The meta-hipster has 20/20 hindsight.
posted by user92371 at 11:48 PM on February 22, 2006


everyone talks about how hipsters don't take anything seriously

I think the criticism I see here is more that hipsters fail to take serious things more seriously than the cultural ephemera that seems to fill and define their lives. Thus, Pitchfork can still count (pop music is not the most important thing in the world). Although who knows, maybe their staff is full of anti-war/EFF/human rights activists, and Pitchfork is just their day job?
posted by skoosh at 5:21 AM on February 23, 2006


There's something that bothered me about the tone of the Harper's article, and I think MillMan put his finger on it:

Hipsters dislike hipsters, which is why hipsters never admit that they are indeed hipsters. This guy fits the profile pretty well.

I suspect that the same thing may be true of some of the mefites who complain about hipsters the most...
posted by klausness at 10:40 AM on February 23, 2006


suspect that the same thing may be true of some of the mefites who complain about hipsters the most...

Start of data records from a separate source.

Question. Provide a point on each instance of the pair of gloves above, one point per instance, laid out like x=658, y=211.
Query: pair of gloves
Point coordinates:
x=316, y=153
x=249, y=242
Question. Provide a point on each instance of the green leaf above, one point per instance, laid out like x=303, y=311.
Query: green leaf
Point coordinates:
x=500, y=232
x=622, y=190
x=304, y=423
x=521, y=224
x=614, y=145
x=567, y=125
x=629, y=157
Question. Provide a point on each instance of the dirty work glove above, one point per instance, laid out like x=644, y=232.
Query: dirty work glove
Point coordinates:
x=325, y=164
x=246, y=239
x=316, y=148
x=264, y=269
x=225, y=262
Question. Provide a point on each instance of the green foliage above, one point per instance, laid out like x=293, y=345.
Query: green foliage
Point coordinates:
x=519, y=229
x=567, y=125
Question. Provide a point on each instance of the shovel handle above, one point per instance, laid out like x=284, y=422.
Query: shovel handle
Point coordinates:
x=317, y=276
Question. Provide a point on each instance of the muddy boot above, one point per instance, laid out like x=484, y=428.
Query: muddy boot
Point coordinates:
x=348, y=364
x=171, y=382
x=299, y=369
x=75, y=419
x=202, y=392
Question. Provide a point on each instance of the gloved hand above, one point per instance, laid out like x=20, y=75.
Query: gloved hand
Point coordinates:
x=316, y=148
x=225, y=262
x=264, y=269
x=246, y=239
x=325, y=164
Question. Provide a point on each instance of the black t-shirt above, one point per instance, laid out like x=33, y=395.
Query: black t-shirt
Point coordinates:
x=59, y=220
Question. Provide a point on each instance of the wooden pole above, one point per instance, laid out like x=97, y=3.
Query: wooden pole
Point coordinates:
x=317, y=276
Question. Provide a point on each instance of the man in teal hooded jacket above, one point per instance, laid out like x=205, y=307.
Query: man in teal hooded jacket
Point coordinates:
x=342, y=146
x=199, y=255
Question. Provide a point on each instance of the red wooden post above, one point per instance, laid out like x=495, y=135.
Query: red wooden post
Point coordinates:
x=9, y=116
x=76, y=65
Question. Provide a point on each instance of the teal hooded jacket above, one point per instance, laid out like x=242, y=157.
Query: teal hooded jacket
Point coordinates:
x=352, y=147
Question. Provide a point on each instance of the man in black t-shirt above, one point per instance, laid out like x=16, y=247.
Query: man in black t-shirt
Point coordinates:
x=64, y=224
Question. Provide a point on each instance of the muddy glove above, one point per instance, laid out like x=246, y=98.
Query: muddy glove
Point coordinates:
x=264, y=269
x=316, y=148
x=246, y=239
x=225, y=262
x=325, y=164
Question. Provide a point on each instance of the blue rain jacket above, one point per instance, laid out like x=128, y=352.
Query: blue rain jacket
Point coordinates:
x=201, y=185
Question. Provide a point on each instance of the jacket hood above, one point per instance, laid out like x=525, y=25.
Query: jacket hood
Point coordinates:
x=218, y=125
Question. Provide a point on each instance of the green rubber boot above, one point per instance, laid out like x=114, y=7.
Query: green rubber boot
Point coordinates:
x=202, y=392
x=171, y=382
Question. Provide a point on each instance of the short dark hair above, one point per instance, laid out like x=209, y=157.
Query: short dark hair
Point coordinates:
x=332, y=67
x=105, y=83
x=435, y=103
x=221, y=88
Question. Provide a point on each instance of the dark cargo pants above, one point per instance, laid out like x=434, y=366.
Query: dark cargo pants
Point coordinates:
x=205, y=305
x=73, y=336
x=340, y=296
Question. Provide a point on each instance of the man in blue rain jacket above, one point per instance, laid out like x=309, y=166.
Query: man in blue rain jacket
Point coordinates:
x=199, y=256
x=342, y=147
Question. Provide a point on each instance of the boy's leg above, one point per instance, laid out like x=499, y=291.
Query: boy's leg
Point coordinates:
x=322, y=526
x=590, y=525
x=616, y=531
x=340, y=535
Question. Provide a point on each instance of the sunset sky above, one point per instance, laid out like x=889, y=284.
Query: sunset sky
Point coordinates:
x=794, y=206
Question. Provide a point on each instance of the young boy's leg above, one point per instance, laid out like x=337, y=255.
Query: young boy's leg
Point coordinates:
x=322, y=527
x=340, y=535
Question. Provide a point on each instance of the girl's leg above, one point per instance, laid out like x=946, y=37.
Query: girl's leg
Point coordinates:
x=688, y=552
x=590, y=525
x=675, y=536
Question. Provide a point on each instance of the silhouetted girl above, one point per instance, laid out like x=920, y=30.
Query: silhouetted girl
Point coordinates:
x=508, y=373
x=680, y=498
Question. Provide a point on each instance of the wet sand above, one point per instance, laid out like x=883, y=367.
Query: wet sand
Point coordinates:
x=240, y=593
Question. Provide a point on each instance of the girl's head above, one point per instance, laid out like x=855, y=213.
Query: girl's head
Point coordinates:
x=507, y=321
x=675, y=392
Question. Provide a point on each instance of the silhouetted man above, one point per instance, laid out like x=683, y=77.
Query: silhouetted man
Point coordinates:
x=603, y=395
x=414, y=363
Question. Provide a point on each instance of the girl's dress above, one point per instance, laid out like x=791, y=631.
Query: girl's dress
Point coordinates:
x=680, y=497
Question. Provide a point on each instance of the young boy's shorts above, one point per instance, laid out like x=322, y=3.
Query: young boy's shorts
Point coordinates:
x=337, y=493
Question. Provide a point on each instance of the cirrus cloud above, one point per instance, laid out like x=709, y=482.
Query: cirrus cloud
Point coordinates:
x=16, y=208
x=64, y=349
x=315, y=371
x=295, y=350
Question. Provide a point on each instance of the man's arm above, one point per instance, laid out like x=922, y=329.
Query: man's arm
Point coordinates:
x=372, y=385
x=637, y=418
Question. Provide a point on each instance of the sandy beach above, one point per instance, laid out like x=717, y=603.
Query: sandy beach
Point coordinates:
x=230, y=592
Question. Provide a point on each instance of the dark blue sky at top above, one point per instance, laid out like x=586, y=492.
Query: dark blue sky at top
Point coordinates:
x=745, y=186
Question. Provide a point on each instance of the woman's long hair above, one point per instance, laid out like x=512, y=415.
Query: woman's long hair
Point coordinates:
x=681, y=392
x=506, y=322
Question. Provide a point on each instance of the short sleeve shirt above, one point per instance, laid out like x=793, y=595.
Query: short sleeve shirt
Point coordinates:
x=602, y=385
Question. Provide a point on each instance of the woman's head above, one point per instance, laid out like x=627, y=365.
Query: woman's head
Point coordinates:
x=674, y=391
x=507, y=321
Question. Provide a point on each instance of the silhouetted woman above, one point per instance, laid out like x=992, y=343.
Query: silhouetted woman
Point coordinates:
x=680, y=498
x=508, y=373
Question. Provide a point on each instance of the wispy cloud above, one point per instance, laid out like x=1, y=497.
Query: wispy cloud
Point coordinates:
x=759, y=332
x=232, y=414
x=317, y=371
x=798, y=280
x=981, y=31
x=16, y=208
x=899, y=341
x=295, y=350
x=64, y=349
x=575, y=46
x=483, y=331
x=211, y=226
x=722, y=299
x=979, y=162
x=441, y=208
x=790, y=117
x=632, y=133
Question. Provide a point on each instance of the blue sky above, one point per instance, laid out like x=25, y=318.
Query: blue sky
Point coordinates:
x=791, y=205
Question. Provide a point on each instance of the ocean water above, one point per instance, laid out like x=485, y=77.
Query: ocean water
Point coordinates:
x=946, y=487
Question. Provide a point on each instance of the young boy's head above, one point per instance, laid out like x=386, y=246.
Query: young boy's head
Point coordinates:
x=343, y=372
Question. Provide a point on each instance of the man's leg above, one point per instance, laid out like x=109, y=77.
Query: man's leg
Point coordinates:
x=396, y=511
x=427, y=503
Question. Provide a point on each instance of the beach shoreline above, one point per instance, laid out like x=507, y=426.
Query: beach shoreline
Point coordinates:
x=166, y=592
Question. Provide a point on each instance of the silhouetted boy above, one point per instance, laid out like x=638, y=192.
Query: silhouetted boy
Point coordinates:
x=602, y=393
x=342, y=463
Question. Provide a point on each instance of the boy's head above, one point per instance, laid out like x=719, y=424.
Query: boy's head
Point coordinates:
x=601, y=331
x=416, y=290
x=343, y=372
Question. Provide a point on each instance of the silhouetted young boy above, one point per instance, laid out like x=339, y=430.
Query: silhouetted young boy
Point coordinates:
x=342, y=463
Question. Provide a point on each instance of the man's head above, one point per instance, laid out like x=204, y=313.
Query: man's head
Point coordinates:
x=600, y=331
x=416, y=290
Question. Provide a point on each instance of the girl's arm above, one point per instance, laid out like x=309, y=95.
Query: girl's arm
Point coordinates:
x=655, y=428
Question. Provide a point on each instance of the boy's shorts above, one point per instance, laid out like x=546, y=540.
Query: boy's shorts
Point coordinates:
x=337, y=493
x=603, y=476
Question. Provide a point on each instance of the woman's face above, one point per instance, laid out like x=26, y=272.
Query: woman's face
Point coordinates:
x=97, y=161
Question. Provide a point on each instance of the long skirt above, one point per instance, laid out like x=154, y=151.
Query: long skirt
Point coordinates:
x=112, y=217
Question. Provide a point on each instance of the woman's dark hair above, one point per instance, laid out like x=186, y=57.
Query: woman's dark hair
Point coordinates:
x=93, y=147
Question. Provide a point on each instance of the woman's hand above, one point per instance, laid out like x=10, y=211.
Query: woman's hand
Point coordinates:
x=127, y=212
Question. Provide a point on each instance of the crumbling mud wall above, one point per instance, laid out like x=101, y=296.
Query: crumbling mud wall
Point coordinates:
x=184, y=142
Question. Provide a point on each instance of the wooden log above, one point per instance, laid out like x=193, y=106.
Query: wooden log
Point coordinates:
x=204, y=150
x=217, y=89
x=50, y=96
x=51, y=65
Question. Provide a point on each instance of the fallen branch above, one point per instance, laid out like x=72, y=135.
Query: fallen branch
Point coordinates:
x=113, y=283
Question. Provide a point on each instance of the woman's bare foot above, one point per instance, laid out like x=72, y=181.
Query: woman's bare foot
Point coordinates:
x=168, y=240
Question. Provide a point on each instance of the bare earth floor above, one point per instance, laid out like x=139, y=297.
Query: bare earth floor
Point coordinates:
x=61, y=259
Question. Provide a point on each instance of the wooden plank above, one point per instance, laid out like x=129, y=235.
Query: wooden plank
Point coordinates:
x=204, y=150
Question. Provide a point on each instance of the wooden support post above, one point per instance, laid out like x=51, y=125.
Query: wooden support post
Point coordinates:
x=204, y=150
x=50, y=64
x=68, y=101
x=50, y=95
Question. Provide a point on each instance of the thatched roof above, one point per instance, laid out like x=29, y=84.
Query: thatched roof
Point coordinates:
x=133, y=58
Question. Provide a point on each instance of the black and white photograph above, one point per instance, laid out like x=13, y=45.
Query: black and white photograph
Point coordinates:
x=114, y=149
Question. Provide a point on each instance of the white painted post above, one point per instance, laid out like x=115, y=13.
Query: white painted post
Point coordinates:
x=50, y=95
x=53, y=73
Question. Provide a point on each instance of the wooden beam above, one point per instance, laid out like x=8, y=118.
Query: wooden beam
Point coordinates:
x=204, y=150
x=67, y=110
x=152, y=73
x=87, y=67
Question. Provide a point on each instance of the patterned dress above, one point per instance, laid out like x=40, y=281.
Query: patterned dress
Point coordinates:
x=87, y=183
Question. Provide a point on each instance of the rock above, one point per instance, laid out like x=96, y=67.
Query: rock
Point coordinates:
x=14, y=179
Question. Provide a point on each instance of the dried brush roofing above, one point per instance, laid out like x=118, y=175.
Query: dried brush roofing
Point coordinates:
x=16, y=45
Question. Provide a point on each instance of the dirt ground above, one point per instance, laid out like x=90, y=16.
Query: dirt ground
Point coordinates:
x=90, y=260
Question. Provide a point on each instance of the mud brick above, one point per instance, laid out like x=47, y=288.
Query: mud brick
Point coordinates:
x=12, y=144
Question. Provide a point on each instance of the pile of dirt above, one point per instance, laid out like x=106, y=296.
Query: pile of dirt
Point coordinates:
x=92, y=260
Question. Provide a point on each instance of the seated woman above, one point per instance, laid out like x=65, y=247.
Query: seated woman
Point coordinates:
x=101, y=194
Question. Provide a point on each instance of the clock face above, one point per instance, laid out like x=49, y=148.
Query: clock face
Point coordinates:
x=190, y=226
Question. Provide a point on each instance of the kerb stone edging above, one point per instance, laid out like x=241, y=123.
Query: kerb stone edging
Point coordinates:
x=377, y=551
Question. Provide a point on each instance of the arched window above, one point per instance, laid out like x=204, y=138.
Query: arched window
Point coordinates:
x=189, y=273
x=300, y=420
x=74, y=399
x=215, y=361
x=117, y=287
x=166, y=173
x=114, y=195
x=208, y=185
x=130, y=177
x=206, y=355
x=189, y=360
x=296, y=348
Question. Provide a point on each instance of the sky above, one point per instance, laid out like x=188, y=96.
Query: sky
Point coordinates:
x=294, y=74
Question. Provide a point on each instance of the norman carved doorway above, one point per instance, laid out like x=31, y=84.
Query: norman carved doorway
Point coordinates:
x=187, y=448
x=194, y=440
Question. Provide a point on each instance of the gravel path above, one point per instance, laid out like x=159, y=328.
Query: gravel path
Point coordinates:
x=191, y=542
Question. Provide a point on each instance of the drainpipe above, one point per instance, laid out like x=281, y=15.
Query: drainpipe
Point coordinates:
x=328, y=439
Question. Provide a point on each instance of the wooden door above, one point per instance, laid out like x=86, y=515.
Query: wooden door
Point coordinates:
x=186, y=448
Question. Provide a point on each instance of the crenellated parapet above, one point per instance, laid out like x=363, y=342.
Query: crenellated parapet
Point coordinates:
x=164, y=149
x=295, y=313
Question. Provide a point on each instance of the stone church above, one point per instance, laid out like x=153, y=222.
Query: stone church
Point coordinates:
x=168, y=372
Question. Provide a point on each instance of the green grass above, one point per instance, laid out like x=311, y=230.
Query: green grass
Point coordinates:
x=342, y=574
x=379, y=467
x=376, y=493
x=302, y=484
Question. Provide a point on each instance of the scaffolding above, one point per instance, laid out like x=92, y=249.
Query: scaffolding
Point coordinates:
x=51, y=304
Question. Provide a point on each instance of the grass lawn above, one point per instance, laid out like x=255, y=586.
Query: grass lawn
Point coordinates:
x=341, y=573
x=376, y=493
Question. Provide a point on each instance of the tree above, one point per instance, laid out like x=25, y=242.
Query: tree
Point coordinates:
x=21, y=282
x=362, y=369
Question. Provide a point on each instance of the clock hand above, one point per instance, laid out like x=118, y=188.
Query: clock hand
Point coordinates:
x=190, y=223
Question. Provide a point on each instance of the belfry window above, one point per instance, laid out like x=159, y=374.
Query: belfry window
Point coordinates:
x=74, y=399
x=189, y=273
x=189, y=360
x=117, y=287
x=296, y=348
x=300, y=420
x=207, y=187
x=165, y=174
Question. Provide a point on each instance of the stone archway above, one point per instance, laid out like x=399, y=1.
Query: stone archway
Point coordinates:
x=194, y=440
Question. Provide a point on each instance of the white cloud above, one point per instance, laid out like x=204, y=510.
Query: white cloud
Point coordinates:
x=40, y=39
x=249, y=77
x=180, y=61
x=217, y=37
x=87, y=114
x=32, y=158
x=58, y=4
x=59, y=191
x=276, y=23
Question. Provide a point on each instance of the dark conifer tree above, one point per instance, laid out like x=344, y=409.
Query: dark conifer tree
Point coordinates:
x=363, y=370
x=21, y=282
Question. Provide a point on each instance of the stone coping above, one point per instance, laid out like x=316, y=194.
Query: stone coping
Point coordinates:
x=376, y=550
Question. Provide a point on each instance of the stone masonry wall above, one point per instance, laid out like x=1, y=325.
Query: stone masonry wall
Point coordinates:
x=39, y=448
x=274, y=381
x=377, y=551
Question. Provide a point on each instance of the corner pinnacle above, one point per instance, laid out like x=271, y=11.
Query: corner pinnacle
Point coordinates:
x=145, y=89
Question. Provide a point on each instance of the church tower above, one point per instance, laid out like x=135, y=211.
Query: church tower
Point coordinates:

I think complaining about hipsters makes you "authentic" (as if that word means anything either).

Ok first off, I don't get why Bill Wasik is being vilified for a novel idea.

I don't think he's being vilified. I also don't think it was his idea, but maybe I'm wrong.
posted by mrgrimm at 3:37 PM on March 13, 2006


oh, and fuck Harper's. I won their puzzle back in March 2005, and I never got a free subscription. SHENANIGANS!